I say, “Aye, lad,” but everyone else says, “Hear, hear,” or maybe “Here, here,” and I don’t understand why they would say either one. English has way too many fecking homophones, and when you combine something like that with what might be a slang term or polite jargon, it’s just not fair to lads like me trying to pick up the language. I’m getting much better with it already, but little things like that are probably going to keep me stepping on me own bollocks for years.

Midleton is as fine as reported, and then I offer everyone a spot of lamb stew and soda bread. It’s fortunate that I made a great big batch, thinking we’d have leftovers, but with extra guests it’s just as well I erred on the side of generosity. And it’s also a good thing, I decide, that Greta found a place much bigger than I thought we’d need. It has a huge dining room and extra seating in the kitchen area, so it’s already a place people like to visit.

We’re all there—the apprentices, their parents, the translators, the pack leaders—having a laugh and being happy, when all the wolves freeze or put down their spoons and cock their heads, listening. Some of them look toward the big bay window leading to the backyard.

“No—” Sam says, the instant before the glass shatters and bullets riddle the room. The parents instinctively place themselves in the line of fire, protecting the children, and they take a few rounds as a result. That’s going to trigger transformations for sure, and I’m not the only one to shout, “Full-moon drill! Go!”

It’s only me and a few parents who aren’t werewolves, so it’s our job to make sure the kids get safely down to the basement. The wee ones move fast and stay low to the ground; they already know they don’t want to be anywhere around when their parents’ bones start snapping and the teeth come out. We hear the snarls and cracks and howls of pain begin before we’re out of the room, though. They’re all turning, including Greta, and the gunfire continues and just accelerates the transformations, so they don’t have time to tear off their clothes first. They’re going to rip right through them as they transform, and that will increase the pain of it. The pack is going to be fecking irate, and I almost feel sorry for whoever’s doing this.

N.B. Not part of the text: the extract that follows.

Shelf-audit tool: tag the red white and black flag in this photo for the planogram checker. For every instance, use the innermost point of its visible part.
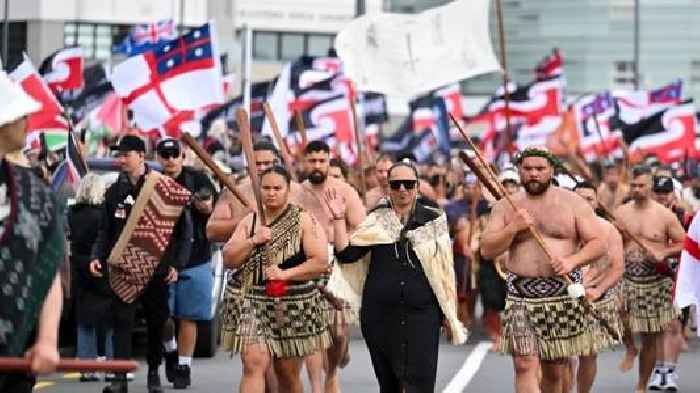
(668, 134)
(63, 69)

I leave the kids in the basement with Tuya’s mother, Meg, and she locks the silver-lined gate we installed at the bottom of the stairs. They have food and water down here and emergency buckets; they can last for days if need be, by which point the danger should be long over. Then I slip on me knuckles, cast camouflage, and exit out the front door while I’m hearing all kinds of ruckus going on in the back.

The camouflage turns out to be a good idea, since some fecking arse almost takes me head off with a bullet as soon as the door opens. I duck down and scramble to the side and search for who’s responsible. There’s a tall figure with a handgun maybe forty yards away, and his hearing must be stellar, because he fires two more rounds that come damn close—one grazes the back of me calf as I’m running. Balls to that: I need to change the rules on him. I tumble onto the front lawn and shuck off me shirt before shape-shifting to a kite, which lets me fall out of the pants. Another round hits the turf where me body was a second before the shift, and I hop away from there as quietly as I can. Me torn shoulder muscles won’t let me fly yet, but of all my forms this is also the quietest one on the ground. I make little bird-hops in his direction, and he hears even that. But since he has no idea what’s making the sound, he’s aiming too high. A dart to the left and then a leap up, extending me talons to latch on his right wrist, since he’s left his whole arm out there for me to perch on, but it’s not a gentle landing. I clutch as hard as I can and that hand shears clean off, dropping onto the ground along with the gun. I’m expecting a scream or some cursing as I drop with it, but instead the spooky lad
hisses,
and the blood pumping out of him is dark, like it would be when it’s starved for oxygen. I hop away—not caring about the noise I’m making now, because he can’t shoot me—and see him bend down to snatch up his right hand with his left. He doesn’t give a damn about the gun anymore: He just jams that hand back onto his stump like it will help, and then he turns and runs down the road leading to town—
fast
.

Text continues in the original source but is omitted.